If you want to make a lawyer shiver, walk up to one and say the words “balancing test.”
It never fails. I encourage attendees at the next Dispatch event to try it on Sarah Isgur and see. I haven’t practiced law in 20 years and I still tense up when the phrase is used.
In legalese, the opposite of a balancing test is a bright-line rule. Lawyers like bright-line rules because they’re clear, and clarity makes advising clients easy. A famous example is the holding in Miranda v. Arizona: If a criminal suspect in police custody isn’t advised of his right to remain silent before confessing, his confession isn’t admissible in court.
Simple. Clear. There’s the line; don’t cross it.
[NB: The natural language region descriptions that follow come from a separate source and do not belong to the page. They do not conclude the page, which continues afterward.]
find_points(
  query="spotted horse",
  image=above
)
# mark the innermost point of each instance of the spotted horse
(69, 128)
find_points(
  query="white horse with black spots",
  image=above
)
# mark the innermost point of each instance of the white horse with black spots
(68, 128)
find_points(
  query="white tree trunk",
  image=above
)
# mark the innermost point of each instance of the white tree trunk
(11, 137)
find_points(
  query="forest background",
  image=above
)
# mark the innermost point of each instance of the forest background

On the other end of the jurisprudential spectrum is—deep breath—a balancing test. Instead of drawing a line, courts balance competing interests against each other and just sort of … intuit the relative weight and merits of each. The average test will include a framework of “factors” to guide the analysis, providing a simulacrum of intellectual rigor. But in practice, a balancing test gives the judge enormous leeway to arrive at whatever ruling he or she likes. Reasonable people applying balancing tests can—and routinely do—reach different yet perfectly reasonable conclusions about how the interests at stake balance.
Balancing tests are the enemy of clarity, and thus the bane of lawyers. They’re neither simple nor clear. But that’s life for you; it’s messy.
Which brings us to the messy business of Hamas and its many Western admirers who’ve spent the last five days end-zone-dancing over headless infants. What consequences, if any, should they suffer for their ghoulishness?